The BPme app is designed to save customers time and reduce the reliance on plastic fuel cards. Early adopters of the service have claimed to save between 3-5 minutes at the forecourt, BP added. This is particularly significant for the fleet market, where fuel card use can lead to fuel fraud and wasted time at the forecourt. In addition, the app is said to lead to greater accuracy in reporting fuel and mileage to fleet managers, as mileage is entered while at the pump and sat in the car.
Today, BP has 500,000 fuel cards in operation that are produced in Germany. The company says that it takes approximately ten days for a new fuel card to be issued to customers, whereas the BPme app enables fleet managers to get their drivers on the road and using the company account to purchase fuel as quickly as within a day.
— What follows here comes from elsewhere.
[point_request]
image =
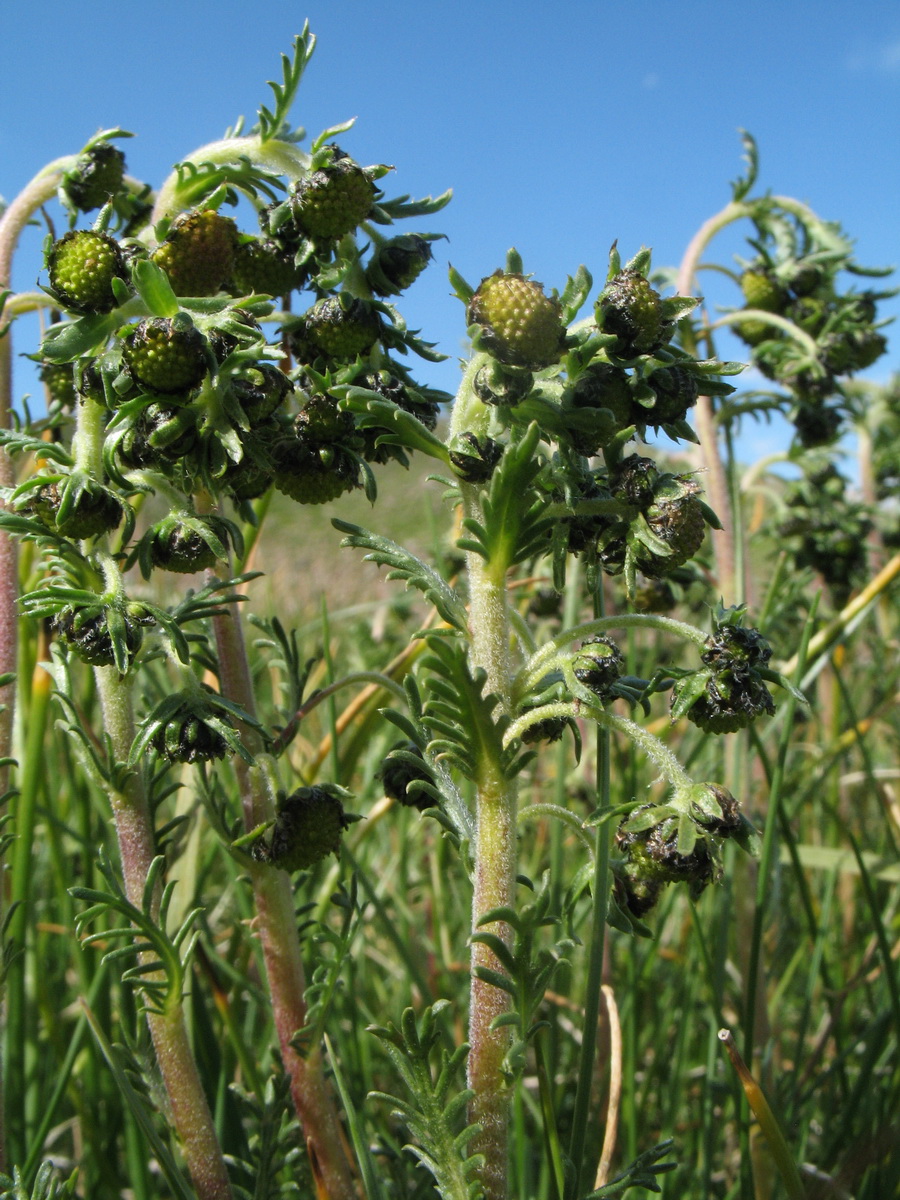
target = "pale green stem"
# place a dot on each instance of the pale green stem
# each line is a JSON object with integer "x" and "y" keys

Fleet managers need only give an employee a “T-pin” (authorisation code) rather than wait for a fuel card to turn up.
The app works in three simple steps. First, a driver pulls up to a pump at any of the 1,200 UK sites. Second, they open the app and fill in a few criteria, such as which pump they’re at and if using a fuel card, what mileage the car has on the odometer. The app then authorises the pump to operate, and alerts the driver that the pump is ready for use. Thirdly, the customer fills their vehicle to the desired amount and drives away. Upon completion of filling up, customers are sent an email with full receipt information that can be used for expense accounts.
Pumps can also be found using the app, which integrates with the user’s mobile phone mapping system to provide directions. BP hinted that this may be expanded to certain Android-based telematics devices that could run the app and be integrated with the on-board systems to automatically record mileage and the vehicle’s unique identifier. Filters can also be applied to the pump/map search, such as forecourts with pumped AdBlue, or specific fuels.
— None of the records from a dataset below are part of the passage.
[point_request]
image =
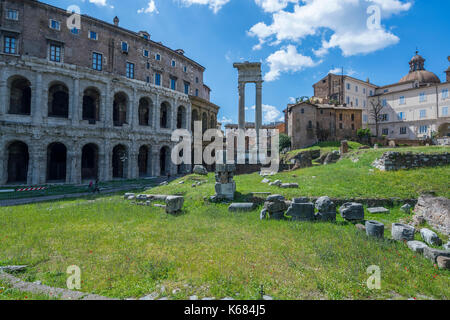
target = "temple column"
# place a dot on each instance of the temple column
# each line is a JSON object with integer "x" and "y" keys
{"x": 241, "y": 105}
{"x": 3, "y": 91}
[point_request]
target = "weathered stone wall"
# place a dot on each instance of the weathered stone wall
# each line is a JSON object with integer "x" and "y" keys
{"x": 392, "y": 161}
{"x": 436, "y": 211}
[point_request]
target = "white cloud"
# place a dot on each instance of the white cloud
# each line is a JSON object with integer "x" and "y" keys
{"x": 287, "y": 60}
{"x": 225, "y": 120}
{"x": 100, "y": 3}
{"x": 214, "y": 5}
{"x": 274, "y": 5}
{"x": 151, "y": 8}
{"x": 346, "y": 19}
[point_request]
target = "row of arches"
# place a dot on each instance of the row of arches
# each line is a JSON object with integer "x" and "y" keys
{"x": 58, "y": 104}
{"x": 56, "y": 167}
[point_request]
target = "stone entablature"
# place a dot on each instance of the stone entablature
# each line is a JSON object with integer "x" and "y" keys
{"x": 392, "y": 161}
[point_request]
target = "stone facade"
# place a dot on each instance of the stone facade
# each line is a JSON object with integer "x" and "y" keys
{"x": 309, "y": 123}
{"x": 392, "y": 161}
{"x": 77, "y": 107}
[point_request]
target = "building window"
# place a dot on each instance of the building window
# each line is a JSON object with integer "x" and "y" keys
{"x": 423, "y": 129}
{"x": 422, "y": 97}
{"x": 55, "y": 53}
{"x": 423, "y": 114}
{"x": 93, "y": 35}
{"x": 12, "y": 15}
{"x": 55, "y": 25}
{"x": 124, "y": 47}
{"x": 444, "y": 94}
{"x": 173, "y": 84}
{"x": 157, "y": 79}
{"x": 97, "y": 61}
{"x": 130, "y": 70}
{"x": 10, "y": 45}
The app requires a compatible Apple or Android powered mobile phone and a 3G data signal, which BP says will be rolled out to all of its 1,200 sites (bar three that have no signal).
Further expansion plans are underway, with the service having already been rolled out in Australia and New Zealand, while certain European countries will follow towards the end of 2018 and throughout 2019, which should prove of significant benefit for cross-border fleet travellers. And, following the acquisition of Chargemaster in the UK, BP is looking at rolling out the app to include payment of its rebranded ‘BP Chargemaster’ network of electric vehicle charging points.
Additionally, BP plans to expand the service to accommodate other services, such as buying a coffee from its Wild Bean cafés using the app. Payment can be done using Apple Pay, PayPal or another credit/debit card, rather than the company fuel card. This is already proving popular in New Zealand where the service was first trialled and now accounts for 4% of all Wild Bean coffee sales.
At present, the BPme app is only available for cars and commercial vehicles, while motorbikes are excluded due to rules relating to the use of a mobile phone at a forecourt outside of a vehicle.